Third — and this one is precise — the runtime can't execute this exact ladder yet. The workflow engine reads a file's own #+TODO: line, but its parser does not strip the Emacs fast-selection keys: it reads KEPT(k) as one token, so a headline stamped ** KEPT does not match and parses as no state at all. Emacs org-mode itself strips the (k); our runtime parser doesn't. So today the claims ladder is fully readable by humans, agents, and grep — but it is not executable workflow state in the engine. That is a real gap, named here because the method demands it.

Fourth, n equals one. One 91-minute memo has been audited this way. And the drift validator the method implies — a general checker that reads an org claims file and flags a verdict without evidence — does not exist yet. wb content check validates a CMS content tree, and :done-when: gates are unit tests for org workflows, but a generic claims-drift linter is itself on the backlog this method generated. The method's sharpest promise is one of its own UNKEPT items. We would rather tell you that than imply otherwise.

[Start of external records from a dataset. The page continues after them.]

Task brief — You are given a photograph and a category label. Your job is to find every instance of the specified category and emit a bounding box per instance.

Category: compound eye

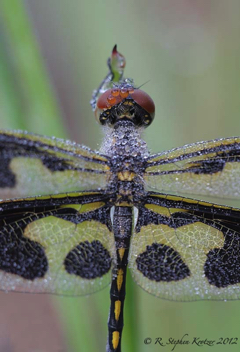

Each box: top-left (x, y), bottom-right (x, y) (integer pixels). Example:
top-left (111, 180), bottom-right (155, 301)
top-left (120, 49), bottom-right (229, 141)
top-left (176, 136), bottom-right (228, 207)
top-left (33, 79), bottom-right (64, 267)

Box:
top-left (95, 87), bottom-right (132, 124)
top-left (131, 89), bottom-right (155, 124)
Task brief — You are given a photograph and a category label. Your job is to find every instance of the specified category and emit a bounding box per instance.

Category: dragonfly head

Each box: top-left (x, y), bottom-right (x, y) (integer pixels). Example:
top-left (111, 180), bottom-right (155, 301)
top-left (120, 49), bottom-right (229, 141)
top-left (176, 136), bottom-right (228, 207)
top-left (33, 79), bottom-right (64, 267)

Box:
top-left (95, 82), bottom-right (155, 127)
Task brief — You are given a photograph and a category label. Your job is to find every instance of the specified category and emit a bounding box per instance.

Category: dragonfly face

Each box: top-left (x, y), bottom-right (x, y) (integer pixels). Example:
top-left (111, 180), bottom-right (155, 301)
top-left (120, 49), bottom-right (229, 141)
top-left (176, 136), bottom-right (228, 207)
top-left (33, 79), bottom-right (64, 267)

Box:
top-left (0, 47), bottom-right (240, 352)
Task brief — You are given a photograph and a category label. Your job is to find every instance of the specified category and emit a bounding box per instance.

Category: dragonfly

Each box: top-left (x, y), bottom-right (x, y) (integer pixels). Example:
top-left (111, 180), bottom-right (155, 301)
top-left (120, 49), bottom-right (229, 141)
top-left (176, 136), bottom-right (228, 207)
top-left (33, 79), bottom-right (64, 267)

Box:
top-left (0, 46), bottom-right (240, 352)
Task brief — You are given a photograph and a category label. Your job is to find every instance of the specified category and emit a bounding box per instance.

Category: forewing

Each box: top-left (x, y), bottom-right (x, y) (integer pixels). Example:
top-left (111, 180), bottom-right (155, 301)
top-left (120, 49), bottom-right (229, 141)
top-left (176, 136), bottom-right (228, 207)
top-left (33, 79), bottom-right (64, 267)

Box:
top-left (144, 137), bottom-right (240, 198)
top-left (0, 131), bottom-right (109, 199)
top-left (129, 193), bottom-right (240, 301)
top-left (0, 192), bottom-right (115, 296)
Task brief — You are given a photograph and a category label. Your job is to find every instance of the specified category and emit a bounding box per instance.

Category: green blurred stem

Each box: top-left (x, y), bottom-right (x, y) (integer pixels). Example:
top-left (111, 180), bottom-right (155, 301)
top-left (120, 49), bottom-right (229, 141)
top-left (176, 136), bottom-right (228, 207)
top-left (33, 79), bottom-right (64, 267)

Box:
top-left (0, 0), bottom-right (65, 137)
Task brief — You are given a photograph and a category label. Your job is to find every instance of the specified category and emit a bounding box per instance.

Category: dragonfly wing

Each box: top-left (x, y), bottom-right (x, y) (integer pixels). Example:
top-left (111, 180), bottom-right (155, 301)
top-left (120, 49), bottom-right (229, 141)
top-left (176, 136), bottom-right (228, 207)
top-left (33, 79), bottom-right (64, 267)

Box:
top-left (129, 193), bottom-right (240, 301)
top-left (145, 137), bottom-right (240, 198)
top-left (0, 192), bottom-right (115, 295)
top-left (0, 131), bottom-right (109, 199)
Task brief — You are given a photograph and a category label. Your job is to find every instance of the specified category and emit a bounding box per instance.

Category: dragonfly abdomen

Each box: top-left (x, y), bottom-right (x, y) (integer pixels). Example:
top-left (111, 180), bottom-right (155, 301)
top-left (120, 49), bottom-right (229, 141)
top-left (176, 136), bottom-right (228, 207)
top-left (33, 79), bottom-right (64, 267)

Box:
top-left (107, 206), bottom-right (133, 352)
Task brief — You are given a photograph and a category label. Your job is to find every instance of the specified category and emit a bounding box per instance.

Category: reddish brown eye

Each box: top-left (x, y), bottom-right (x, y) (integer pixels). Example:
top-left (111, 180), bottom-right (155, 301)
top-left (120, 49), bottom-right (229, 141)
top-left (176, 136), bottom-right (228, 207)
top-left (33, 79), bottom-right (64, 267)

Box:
top-left (107, 95), bottom-right (117, 105)
top-left (120, 88), bottom-right (129, 98)
top-left (131, 89), bottom-right (155, 117)
top-left (111, 88), bottom-right (120, 97)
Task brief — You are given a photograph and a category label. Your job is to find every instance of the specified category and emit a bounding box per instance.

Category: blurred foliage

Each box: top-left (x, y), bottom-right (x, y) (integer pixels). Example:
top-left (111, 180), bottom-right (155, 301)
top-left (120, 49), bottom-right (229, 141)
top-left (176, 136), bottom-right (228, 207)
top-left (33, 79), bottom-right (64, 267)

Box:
top-left (0, 0), bottom-right (240, 352)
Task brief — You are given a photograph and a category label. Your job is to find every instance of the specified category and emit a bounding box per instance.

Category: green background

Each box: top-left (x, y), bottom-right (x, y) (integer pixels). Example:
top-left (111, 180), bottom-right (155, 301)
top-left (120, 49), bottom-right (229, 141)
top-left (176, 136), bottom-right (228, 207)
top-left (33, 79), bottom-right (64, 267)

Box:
top-left (0, 0), bottom-right (240, 352)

questions people actually ASK

Isn't this just fact-checking the pitch?

No — fact-checking ends at a verdict column. This doesn't. VALIDATING and the verdicts feed a backlog: an UNKEPT is a ticket, not a scarlet letter, and the loop dispatches research that closes it. The output isn't a grade, it's work.

Who assigns the status?

Whoever can cite evidence — a human or an agent, it doesn't matter. The rule isn't about authority, it's about the citation: no terminal status crosses into the file without a file, an epic, a test, or a live run behind it.

Why org and not a spreadsheet?

Because the ladder lives in the same grammar as the workflows it spawns. A claim is an org TODO; the research that closes it is an org TODO; the task ledger is org. A spreadsheet would make the audit a fifth system of record — the exact fragmentation org is here to end.

Can I retract a KEPT?

Yes, and you should when evidence ages. A verdict is a snapshot of a moment, not a permanent ruling. Re-audit; if the repo moved out from under a KEPT, move the claim back to VALIDATING and check it again.

Do I need the runtime to do this?

No. The whole method runs on a transcript and a text file. The eight-word #+TODO: line, the quote-then-evidence anatomy, and the evidence-or-no-verdict rule are a discipline, not a product — you can audit your own last pitch tonight in any editor.

Where does an UNKEPT claim actually go?

Into the backlog seam the autopoet reads — the same file_issue lane a working agent uses to flag its own gaps. An UNKEPT spoken in a pitch and a bug filed by an agent mid-task land in the same place: work, in the declarative layer.